If Sara had instead bought a single GBP 60 gift, the whole GBP 60 would have been taxable because it broke the fifty pound limit, not just the GBP 10 over. And if she had kept going past GBP 300 of qualifying gifts in the year, the excess would have fallen outside the relief. Staying inside both limits is what makes the planning work.

Common mistakes

Trivial benefits are simple, but easy to get wrong.

  • Going a penny over fifty pounds. The whole benefit becomes taxable, not just the excess, so watch the total cost including delivery.
  • Using cash or cash vouchers. These never qualify. Stick to non cash gifts or store vouchers that cannot be cashed in.
  • Linking the gift to performance. A reward for work is not trivial, however it is wrapped.
  • Forgetting the director cap. Ordinary employees have no annual ceiling, but directors of a close company are limited to three hundred pounds a year.
  • Not keeping records. Note what was given, when and the cost, so the position is clear in your limited company accounts.

What you should do

Plan your trivial benefits rather than leaving them to chance. If you are a director, map out small gifts across the year so that each is fifty pounds or less and the total stays within the three hundred pound cap. Keep the gifts genuinely separate from any reward for work, avoid cash entirely, and hold a simple record of each one. Make sure they are processed correctly so they do not accidentally end up on a benefits return, which is where your payroll and bookkeeping come in. If you would like help building trivial benefits into your wider director planning, start your quote.

In short

An employer can give staff small benefits with no tax charge where each costs fifty pounds or less and meets the conditions, with directors of a close company capped at three hundred pounds a year.

Frequently asked questions

How much can I spend on a trivial benefit?

Each trivial benefit must cost fifty pounds or less to qualify. If a single benefit costs more than fifty pounds, the whole amount becomes taxable, not just the part above fifty pounds. For meals or group gifts you look at the cost per head.

Is there a yearly limit on trivial benefits?

For ordinary employees there is no annual cap, so several genuine small gifts through the year can each qualify. For directors of a close company there is an annual cap of three hundred pounds on the total value of trivial benefits in a tax year, with the fifty pound per benefit rule still applying.

Can I give staff cash or a gift card as a trivial benefit?

Cash and vouchers that can be exchanged for cash never qualify as trivial benefits. A store gift card or voucher that cannot be swapped for cash can qualify, provided it costs fifty pounds or less and meets the other conditions.

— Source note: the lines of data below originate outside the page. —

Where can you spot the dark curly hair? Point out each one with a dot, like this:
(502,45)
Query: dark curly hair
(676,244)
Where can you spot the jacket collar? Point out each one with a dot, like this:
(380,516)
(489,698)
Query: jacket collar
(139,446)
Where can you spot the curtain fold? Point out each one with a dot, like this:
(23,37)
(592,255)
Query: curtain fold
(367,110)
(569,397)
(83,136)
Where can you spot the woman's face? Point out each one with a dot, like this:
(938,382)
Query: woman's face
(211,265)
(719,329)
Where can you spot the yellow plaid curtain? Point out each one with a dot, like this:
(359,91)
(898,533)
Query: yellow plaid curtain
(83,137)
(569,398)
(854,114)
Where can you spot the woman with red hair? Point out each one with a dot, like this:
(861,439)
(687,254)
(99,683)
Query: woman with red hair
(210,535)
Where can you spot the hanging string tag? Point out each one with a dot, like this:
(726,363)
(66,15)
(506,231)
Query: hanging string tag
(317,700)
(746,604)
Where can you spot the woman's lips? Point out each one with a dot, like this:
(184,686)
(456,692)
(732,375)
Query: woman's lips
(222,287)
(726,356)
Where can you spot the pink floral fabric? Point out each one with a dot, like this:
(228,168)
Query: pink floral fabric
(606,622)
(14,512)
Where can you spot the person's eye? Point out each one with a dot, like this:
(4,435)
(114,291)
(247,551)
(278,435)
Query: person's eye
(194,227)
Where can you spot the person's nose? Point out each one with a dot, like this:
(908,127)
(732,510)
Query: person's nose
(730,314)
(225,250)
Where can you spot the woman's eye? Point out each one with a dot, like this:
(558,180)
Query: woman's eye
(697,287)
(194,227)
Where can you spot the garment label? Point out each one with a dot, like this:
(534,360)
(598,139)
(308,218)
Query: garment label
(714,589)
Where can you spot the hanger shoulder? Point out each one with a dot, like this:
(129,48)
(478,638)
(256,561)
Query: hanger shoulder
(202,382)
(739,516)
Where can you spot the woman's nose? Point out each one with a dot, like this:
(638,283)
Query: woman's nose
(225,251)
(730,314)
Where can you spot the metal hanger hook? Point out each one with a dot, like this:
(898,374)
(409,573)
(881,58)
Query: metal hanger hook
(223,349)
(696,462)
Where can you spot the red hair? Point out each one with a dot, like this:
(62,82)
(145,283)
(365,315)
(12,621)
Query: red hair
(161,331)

Can a trivial benefit be a reward for work?

No. A trivial benefit must not be given in recognition of services or performance, and it must not be in the employment contract. A bonus or thank you for hitting a target is taxable in the normal way, however it is presented.

Does the three hundred pound cap cover my family?

For a director of a close company the annual cap can also cover benefits provided by the company to members of the director's family or household. The total of all qualifying benefits to the director and those family members is measured against the three hundred pound limit.